Für eine Ferienimmobilie in der Türkei sprechen günstige Preise und milde Winter - dagegen ein Dickicht an Paragraphen.

Von Antje Rößler

Die Türkei hat viel zu bieten: mehr als 300 Sonnentage im Jahr, 8.000 Kilometer Küste und malerische Landschaften. Die schnellen und preiswerten Flugverbindungen sind ein weiterer Pluspunkt. Es spricht also einiges für einen eigenen Ferien- oder Alterswohnsitz unter türkischer Sonne. Längere Aufenthalte sind für Bundesbürger kein Problem: Ein Touristenvisum gilt drei Monate und wird ohne Umstände verlängert.
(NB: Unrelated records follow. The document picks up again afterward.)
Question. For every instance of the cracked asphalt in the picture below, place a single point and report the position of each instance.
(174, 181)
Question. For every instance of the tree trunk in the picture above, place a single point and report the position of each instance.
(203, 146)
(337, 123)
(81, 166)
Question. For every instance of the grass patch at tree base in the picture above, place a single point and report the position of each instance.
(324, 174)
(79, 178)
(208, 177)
Milde Winter mit durchschnittlich 15 Grad locken viele Deutsche in die Türkei.

(Foto: Foto: ddp)

15.000 Deutsche in der Türkei

Wie viele Deutsche sich an türkischen Küsten niedergelassen haben, lässt sich nur schwer einschätzen. "Die Kinder und Enkel der einstigen Gastarbeiter, die inzwischen deutsche Pässe besitzen, zieht es zurück in die Türkei", sagt Thomas Beyerle, Research-Leiter der Deutschen Gesellschaft für Immobilienfonds (Degi).
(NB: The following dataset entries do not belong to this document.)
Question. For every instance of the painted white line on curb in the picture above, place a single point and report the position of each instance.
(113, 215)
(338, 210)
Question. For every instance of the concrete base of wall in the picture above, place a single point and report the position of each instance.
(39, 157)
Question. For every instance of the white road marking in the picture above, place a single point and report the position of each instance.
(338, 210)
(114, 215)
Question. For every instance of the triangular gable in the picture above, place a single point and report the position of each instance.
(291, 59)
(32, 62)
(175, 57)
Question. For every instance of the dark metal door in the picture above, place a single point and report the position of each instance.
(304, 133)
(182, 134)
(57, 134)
"Die Gruppe der Deutschen ohne türkische Verwandte ist recht klein und konzentriert sich im Raum Alanya, gefolgt von Bodrum." Neben den Bundesbürgern würden sich vor allem Russen und Briten für Häuser in der Türkei interessieren.

Milder Winter

Seyhan Arabaci, Geschäftsführerin der Makler- und Baufirma Al-Active Immobilien in Alanya, geht davon aus, dass etwa 15 000 Deutsche in der Türkei leben, davon mehr als die Hälfte in Alanya. Warum gerade dort? "Alanya ist keine der typischen Saison-Städte an der türkischen Küste. Hier kann man das ganze Jahr über einkaufen und etwas unternehmen. Außerdem lieben die Deutschen den milden Winter mit Durchschnittstemperaturen von 15 Grad." Bislang zieht es sonnenhungrige Immobilienkäufer überwiegend nach Spanien, Italien oder auch Griechenland. Dementsprechend niedrig sind die Preise für Häuser und Grundstücke.
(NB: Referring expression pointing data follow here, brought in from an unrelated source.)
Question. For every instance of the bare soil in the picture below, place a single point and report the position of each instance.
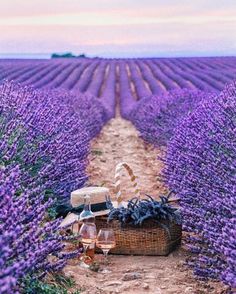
(119, 141)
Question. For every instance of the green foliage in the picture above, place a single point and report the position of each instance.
(60, 285)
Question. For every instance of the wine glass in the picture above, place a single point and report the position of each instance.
(88, 233)
(106, 241)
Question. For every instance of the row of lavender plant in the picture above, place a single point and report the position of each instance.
(44, 146)
(198, 129)
(200, 169)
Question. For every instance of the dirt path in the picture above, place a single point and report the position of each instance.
(117, 142)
"Kleinere Häuser werden schon für 35 000 Euro angeboten; im Schnitt zahlt man für ein Haus 100 000 Euro", sagt Thomas Beyerle, der "eine insgesamt positive Markteinschätzung und sehr günstige Marktpreise" konstatiert. Dass sich ausländische Käufer dennoch zurückhalten, liege an der Furcht vor politischer Instabilität.